I just wanted to share some things I learned about words, because you know how much I love words. For example, the origin of the term 'upper crust', from medieval days:
"At the bottom end of the hall an elaborately carved screen was constructed to hide the entrance to the kitchens. It disguised the doors to the buttery (for storing drinks) and the pantry (where bread was kept). The pantry was the workplace of the pantler, who handed out bread to the household. ... 'Trenchers' were slices of old bread which acted as throwaway plates. They were formed from the burned and blackened bottoms of loaves. The more desireable top crust was eaten at once by the master and guests, hence the enduring term 'upper crust' for something posh."
Ever wonder why desert and dessert were so similar in sound and appearance but nothing to do with one another? Turns out they are in fact related terms:
"The separating out of sweet from savoury was an important development of the sixteenth century. One step towards the breakdown of the communal household meal was the new Elizabethan practice of serving the sweets that now followed the main meat course in a different room.
Often a concert or play followed dinner in the great hall, so it was necessary to clear the tables away. The action of removing the dirty plates from the tables was in French called the desert, the creation of an absence (the same word used for the Sahara). This act of 'deserting' the table gave its name to the dessert or sweet course served elsewhere while the entertainers were setting up."

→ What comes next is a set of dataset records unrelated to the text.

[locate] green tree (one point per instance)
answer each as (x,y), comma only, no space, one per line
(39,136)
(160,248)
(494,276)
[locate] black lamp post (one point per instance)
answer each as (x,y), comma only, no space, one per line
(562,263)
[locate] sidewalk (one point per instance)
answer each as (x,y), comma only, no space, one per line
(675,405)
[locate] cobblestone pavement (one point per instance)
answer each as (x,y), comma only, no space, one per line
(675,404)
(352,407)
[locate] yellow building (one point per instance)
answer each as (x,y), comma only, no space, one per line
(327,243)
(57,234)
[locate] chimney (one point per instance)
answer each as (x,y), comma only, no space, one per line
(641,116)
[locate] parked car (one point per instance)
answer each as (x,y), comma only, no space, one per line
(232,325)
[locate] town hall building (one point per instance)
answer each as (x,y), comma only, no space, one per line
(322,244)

I always wondered about sculleries, given that this house and those of our neighbours all had one. Most of us have modernised and joined the two kitchen-y rooms together, but I always wondered about the term 'scullery' since I associate sculling with some kind of boat. Turns out sculleries were where the dishes were washed (also cleaning food, plucking birds, etc - the dirty stuff). Escuelerie is the French word for 'dish room'.

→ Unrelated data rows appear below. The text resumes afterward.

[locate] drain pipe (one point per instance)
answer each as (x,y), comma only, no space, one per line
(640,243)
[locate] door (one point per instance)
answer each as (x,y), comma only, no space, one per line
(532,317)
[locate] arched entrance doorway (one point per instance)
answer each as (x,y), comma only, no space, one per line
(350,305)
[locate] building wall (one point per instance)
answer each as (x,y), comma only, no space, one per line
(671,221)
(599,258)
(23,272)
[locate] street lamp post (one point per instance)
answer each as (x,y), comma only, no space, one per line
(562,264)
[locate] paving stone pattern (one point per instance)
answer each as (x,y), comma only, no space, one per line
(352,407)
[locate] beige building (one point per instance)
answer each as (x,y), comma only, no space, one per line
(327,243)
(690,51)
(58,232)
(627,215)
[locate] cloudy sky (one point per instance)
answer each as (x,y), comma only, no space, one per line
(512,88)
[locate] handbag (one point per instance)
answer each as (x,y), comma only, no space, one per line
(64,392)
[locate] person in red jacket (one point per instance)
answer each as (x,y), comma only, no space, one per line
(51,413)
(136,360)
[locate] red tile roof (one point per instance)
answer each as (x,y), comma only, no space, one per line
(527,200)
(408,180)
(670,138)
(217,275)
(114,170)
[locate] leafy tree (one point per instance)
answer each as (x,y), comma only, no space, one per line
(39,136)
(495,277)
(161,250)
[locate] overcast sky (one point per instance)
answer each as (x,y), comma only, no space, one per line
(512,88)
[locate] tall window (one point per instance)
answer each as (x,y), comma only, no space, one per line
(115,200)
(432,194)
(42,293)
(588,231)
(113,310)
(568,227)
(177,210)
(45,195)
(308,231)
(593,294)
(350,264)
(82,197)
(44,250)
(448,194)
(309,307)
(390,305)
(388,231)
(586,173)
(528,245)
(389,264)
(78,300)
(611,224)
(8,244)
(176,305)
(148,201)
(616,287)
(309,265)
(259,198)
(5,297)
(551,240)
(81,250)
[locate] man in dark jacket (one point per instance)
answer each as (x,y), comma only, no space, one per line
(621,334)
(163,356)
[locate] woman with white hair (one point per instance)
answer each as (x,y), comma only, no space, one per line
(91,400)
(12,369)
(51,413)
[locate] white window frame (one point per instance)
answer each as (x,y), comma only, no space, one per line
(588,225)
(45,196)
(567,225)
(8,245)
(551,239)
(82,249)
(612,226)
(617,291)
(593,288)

I've always wondered why Brits call 'cookies' biscuits (or why American's call them cookies). Lucy doesn't explain fully, but she does tell you about the term 'biscuit':
"Early ovens work quite differently from modern ones, where heat is provided continuously throughout the cooking process. A stone- or brick-lined oven is heated before the food goes in, by the burning inside it of bundles of twigs called faggots. Then the ashes are raked out, loaves are shovelled in, the door is closed and the bread is left to bake in the slowly cooling oven.
When I used the bread oven at the Weald and Downland Museum, we stopped the oven's opening with a wooden door previously soaked in water to prevent it from catching fire. We sealed the gaps around the door with a strip of uncooked dough. When this dough was baked, we knew that the bread inside must be finished too. After the baking of the bread, the oven still contained just enough heat to bake a second round of cakes or biscuits. The very word bis-cuit means 'second cooked'.
Cookie, was recognised in American English from 1703. It comes from the Dutch word koekje, for 'little cake', a diminutive of koek, for 'cake'. I can only guess that Brits are more likely to take words from the French language, given the Norman invasion and all, in spite of the fact that their sovreign from 1689, was Dutch. We could go on to talk about why the colour orange links Ireland, Holland and France, but that would be another post.
Getting back to If Walls Could Talk, it really is a good read, not least because she talks about what people actually did in bed. You'll have to read her book to find out, but it's probably not what you're thinking.